Biz niye bilimin, teknolojinin, hiçbir dalında, hiçbir alanında yokuz?

Niye fizikte, kimyada, uzay biliminde, tıpta, biyolojide, sosyolojide, psikolojide... teknolojide... ne bileyim... antropolojide, hayvan biliminde, bitki biliminde... yokuz?

Niye biz de Batı’lılar gibi, bir şeyler bulup, keşfedemiyor, üretemiyor, insanlığın hizmetine sunamıyoruz?

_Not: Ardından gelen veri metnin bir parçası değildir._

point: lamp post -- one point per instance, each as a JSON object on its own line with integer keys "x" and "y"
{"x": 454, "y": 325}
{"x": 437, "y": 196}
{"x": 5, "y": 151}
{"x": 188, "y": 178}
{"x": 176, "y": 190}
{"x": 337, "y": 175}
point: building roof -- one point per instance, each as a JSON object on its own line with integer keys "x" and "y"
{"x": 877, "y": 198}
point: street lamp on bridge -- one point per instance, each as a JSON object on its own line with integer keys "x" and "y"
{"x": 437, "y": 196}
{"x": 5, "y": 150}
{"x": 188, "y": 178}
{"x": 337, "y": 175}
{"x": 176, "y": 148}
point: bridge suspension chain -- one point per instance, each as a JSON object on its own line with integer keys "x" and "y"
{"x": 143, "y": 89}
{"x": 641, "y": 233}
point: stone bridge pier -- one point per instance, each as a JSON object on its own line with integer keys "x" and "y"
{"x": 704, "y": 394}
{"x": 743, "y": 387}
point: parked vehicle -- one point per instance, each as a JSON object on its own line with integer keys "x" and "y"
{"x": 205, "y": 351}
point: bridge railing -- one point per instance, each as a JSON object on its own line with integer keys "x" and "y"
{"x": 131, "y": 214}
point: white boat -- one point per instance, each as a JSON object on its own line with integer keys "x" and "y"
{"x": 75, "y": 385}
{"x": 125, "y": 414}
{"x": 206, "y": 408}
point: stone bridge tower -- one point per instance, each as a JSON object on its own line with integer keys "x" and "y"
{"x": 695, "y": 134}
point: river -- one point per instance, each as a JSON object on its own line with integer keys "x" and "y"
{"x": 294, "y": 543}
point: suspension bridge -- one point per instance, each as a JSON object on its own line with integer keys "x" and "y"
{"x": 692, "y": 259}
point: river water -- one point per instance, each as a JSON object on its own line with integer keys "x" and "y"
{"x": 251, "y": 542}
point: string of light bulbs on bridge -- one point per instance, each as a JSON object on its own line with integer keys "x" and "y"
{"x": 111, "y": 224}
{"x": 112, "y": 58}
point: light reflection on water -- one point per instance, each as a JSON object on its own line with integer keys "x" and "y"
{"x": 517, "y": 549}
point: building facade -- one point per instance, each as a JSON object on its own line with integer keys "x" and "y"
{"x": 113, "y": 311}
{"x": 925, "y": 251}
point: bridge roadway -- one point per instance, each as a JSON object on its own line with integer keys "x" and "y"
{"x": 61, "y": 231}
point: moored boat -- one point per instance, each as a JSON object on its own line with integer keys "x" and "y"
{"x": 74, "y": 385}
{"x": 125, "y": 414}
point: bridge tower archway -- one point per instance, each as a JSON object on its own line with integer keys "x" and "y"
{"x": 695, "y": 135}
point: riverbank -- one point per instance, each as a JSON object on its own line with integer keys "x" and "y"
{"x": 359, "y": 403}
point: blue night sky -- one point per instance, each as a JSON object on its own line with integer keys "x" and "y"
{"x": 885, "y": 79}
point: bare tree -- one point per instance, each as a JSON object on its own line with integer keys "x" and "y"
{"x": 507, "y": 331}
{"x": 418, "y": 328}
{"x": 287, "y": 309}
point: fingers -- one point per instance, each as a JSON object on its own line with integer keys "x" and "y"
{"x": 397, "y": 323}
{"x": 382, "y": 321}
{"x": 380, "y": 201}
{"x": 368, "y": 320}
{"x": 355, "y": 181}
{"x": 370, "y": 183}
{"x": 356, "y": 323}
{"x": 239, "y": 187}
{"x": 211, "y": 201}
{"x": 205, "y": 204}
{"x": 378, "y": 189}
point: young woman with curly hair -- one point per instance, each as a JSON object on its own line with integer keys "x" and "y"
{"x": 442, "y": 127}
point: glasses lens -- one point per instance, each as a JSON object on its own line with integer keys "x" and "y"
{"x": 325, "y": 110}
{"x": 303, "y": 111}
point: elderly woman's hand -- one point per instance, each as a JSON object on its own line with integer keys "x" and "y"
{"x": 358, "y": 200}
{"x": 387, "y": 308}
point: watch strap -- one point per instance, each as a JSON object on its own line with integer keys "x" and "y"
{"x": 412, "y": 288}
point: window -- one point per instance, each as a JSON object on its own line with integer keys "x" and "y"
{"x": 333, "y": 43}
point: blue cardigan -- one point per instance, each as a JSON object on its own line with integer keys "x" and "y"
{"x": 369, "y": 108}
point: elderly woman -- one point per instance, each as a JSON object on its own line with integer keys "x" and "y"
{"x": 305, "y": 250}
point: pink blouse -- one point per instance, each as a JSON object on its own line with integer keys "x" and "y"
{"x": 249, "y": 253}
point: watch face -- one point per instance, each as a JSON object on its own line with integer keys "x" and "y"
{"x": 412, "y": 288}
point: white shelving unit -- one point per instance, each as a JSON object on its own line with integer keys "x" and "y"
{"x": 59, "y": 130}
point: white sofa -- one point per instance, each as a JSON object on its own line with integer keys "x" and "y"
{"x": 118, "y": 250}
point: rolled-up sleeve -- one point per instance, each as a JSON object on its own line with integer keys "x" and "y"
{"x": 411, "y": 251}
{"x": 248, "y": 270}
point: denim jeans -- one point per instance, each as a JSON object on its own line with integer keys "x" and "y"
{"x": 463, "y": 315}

Niye her bir şeyi Batılılar buluyor da, biz onları tren izler gibi izliyoruz? Hatta utanmadan, sıkılmadan da kendi aramızda dilleşirken; “şu konuyla ilgili çareyi de hâlâ bulamadı p......kler!” diyoruz.

Niye?

Neyimiz eksik bizim Batılılardan?

Hadi biraz daha açalım; Amerikalılardan, Almanlardan, İngilizlerden, Hıristiyanlardan, Musevilerden... neyimiz, hangi organımız, hangi duyumuz, hangi sezimiz eksik?

Biz niye huzursuzluktan, geçimsizlikten, kavgadan, kinden, nefretten başka bir şey üretemiyoruz?

Niye Batı dünyası, bizimle, kedinin fareyle oynadığı gibi oynuyor da; aynı şeyleri biz onlar için yapamıyoruz?

Niye?

* * *

Okurum Sayın Merdivenci de, aynı duygu ve düşüncelerle, “Niye?” diye sormuş bana.

“Niye?” diyor, Sayın Merdivenci, “Niye Batılı buluyor, Batılı keşfediyor, Batılı üretiyor da; biz niye sadece ‘hu çekip’ yan gelip yatıyoruz? Bizim aklımız, izanımız yok mu? Niye bir Türk, bir Müslüman çıkıp da, örneğin bir koronavirüs illetine çözüm bulamıyor? Neden teknolojik bir buluşun bulanı olamıyor? Niye? Biz bu denli beyinsiz miyiz!?...”

* * *

Pakistanlı Bilim İnsanı Dr. Faruk Saleem de bir grup bilim insanı ve kanaat önderleriyle birlikte yaptıkları çalıştayın sonuçlarını, aynı ruh haliyle kaleme almış; benzer soruları sormuş, o soruları da kendisi yanıtlamış.

İşte o yazı...

“Dünyada yalnızca 14 milyon Yahudi var, Kuzey ve Güney Amerika'da yedi milyon, Asya'da beş milyon, Avrupa'da iki milyon ve Afrika'da 100,000 kişi.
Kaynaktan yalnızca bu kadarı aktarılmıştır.